A coffee pod is simply a small, pre-packaged packet of coffee, much like a tea bag, but for use with a specific single serve coffee maker. They generally contain 8-9 grams of finely ground coffee beans, and depending upon the brand, type of bean and flavor variety, can range from extremely high quality to standard. This also means a price variation from as high as $30.00 for an 18 pack from illy to $7.99 for the same amount from Melitta.

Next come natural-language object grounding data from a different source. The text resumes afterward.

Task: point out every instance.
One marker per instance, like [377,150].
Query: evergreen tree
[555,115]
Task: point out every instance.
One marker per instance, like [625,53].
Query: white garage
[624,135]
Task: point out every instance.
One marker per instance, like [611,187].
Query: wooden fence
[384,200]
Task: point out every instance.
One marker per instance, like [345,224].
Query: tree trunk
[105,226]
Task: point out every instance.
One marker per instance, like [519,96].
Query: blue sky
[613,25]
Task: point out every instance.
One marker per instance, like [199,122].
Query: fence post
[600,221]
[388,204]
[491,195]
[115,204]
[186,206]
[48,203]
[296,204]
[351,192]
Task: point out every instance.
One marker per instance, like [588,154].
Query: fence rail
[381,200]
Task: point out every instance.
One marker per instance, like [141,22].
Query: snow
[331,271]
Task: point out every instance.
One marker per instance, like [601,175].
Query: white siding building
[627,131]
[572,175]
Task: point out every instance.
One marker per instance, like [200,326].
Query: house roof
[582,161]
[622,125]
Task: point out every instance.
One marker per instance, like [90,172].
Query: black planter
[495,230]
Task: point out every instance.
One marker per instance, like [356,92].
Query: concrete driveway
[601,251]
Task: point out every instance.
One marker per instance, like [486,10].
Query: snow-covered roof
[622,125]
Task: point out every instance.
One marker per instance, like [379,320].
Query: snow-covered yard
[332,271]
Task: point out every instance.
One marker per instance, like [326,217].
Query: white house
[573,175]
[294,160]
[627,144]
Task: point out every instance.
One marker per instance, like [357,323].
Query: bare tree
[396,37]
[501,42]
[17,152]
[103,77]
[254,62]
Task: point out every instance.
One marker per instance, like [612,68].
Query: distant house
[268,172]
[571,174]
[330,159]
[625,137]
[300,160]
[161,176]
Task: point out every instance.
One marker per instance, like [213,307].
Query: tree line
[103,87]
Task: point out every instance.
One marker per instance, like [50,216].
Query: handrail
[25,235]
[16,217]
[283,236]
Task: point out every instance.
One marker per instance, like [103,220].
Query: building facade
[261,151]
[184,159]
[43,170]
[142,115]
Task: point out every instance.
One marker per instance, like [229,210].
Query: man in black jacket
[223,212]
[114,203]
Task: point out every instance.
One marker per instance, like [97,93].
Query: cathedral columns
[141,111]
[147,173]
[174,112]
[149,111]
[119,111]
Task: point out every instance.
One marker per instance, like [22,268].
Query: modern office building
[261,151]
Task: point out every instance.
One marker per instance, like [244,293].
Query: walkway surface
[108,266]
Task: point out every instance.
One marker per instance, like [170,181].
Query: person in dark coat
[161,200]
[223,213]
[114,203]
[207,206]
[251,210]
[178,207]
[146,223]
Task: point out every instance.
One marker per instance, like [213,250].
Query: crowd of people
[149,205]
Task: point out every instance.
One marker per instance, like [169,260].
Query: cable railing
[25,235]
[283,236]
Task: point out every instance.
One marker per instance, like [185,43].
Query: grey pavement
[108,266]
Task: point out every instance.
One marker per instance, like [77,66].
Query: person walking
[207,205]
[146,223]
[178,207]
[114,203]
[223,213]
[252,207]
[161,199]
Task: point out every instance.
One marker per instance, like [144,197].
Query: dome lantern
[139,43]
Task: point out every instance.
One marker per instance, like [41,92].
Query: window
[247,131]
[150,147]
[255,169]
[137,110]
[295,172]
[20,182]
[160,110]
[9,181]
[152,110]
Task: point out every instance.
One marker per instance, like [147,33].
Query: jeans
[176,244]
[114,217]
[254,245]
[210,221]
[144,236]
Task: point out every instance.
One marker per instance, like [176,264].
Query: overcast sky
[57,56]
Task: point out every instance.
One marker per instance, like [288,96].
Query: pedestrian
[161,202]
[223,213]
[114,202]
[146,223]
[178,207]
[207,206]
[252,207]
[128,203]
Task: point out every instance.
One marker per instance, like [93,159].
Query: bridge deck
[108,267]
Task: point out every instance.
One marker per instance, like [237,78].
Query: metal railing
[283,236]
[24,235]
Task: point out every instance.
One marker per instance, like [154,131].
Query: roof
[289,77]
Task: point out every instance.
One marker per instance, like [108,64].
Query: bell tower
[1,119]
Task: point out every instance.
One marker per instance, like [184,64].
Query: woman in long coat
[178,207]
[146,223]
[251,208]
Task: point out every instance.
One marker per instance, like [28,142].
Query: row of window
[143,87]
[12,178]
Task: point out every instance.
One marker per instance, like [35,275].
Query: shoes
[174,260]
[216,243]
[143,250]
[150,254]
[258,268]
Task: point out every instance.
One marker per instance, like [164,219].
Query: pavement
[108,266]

The biggest pro to a coffee pod system is the ability for anyone, novice to barista, to produce a very good, consistent cup of coffee. There is simply no guesswork, which means no room for error. All coffee pods have a pre-measured amount and the technology for packaging has come so far that they bear almost no resemblance to typical "instant coffee." In fact, manufacturers like Cafejo package every pod in a 99% nitrogen environment to ensure the ultimate freshest taste. All manufacturers package immediately after grinding, providing a freshly ground taste with each cup. Coffee pod brewers also produce coffee incredibly fast, generally in under a minute. All the user has to do is insert a pod, add water and press a button. This is ideal for the commuter on the go or anyone who doesn't have the time or patience to go through the steps and wait the time normally involved with standard coffee makers. They also eliminate the mess and cleanup of coffee filters and grounds. A used pod just has to be ejected and tossed in the trash. Coffee pod coffee makers are also ideal for households with just one coffee drinker or for environments like offices where there are many varying tastes and preferences.
Coffee Pod Cons
The biggest complaint to coffee pods involves their cost. While cheaper than purchasing a latte or espresso from a coffee shop, they are far more expensive than making coffee with coffee grounds or whole coffee beans. They are also generally not interchangeable, as most brands require you to purchase their own brand of pod for that specific coffee brewer. The biggest exception are the E.S.E. (Easy Serving Espresso) pods that fit almost all traditional espresso machines and have no connection to one particular manufacturer. Coffee pods can also be too limiting for those who enjoy the experience of making coffee and the ability to blend flavors and intensities. While no room for error, there is also very little room for experimentation.
Coffee Pod Styles
The three biggest styles of coffee pods involve generic paper filter pods, K-cups and T-discs. Paper filter pods are exactly what they sound like. They're made out of the same material as paper coffee filters and usually measure around 62 mm. Major manufacturers who use paper pods include: BUNN, Senseo, Cuisinart, Mellita and Hamilton Beach. Keurig developed K-cups specifically for their line, and their pods include both plastic and foil but work in the same way as a basic coffee pod. A T-disc is for use only in Braun Tassimo coffee makers. Their machines read a special barcode on top of the filter that knows to calibrate the precise amount of water, temperature and brew time specific to that beverage.
Coffee Pod Options
Because coffee pods have taken on such popularity lately, the options are bountiful. There are fair trade options available from Green Mountain as well as completely organic options including Newman's Own Organic and Caribou Coffee. You can even purchase "make-your-own" coffee pod makers to save money and give you flexibility in which coffee grounds you use. Additionally, most all of the major brands of the coffee bean world like Nestle, Starbucks, Dunkin' Donuts, Tully's and Seattle's Best are now involved in making their own varieties of coffee pods
Not Just for Coffee!
Another one of the most appealing qualities of coffee pods is that they aren't just for coffee, which allows you to meet your own changing tastes, as well as those of a household or larger crowd. You can now buy pods for tea, cocoa, lattes, macchiatos, cappuccinos, espresso and tantalizing combinations like Gevalia's Caramel Latte Macchiato.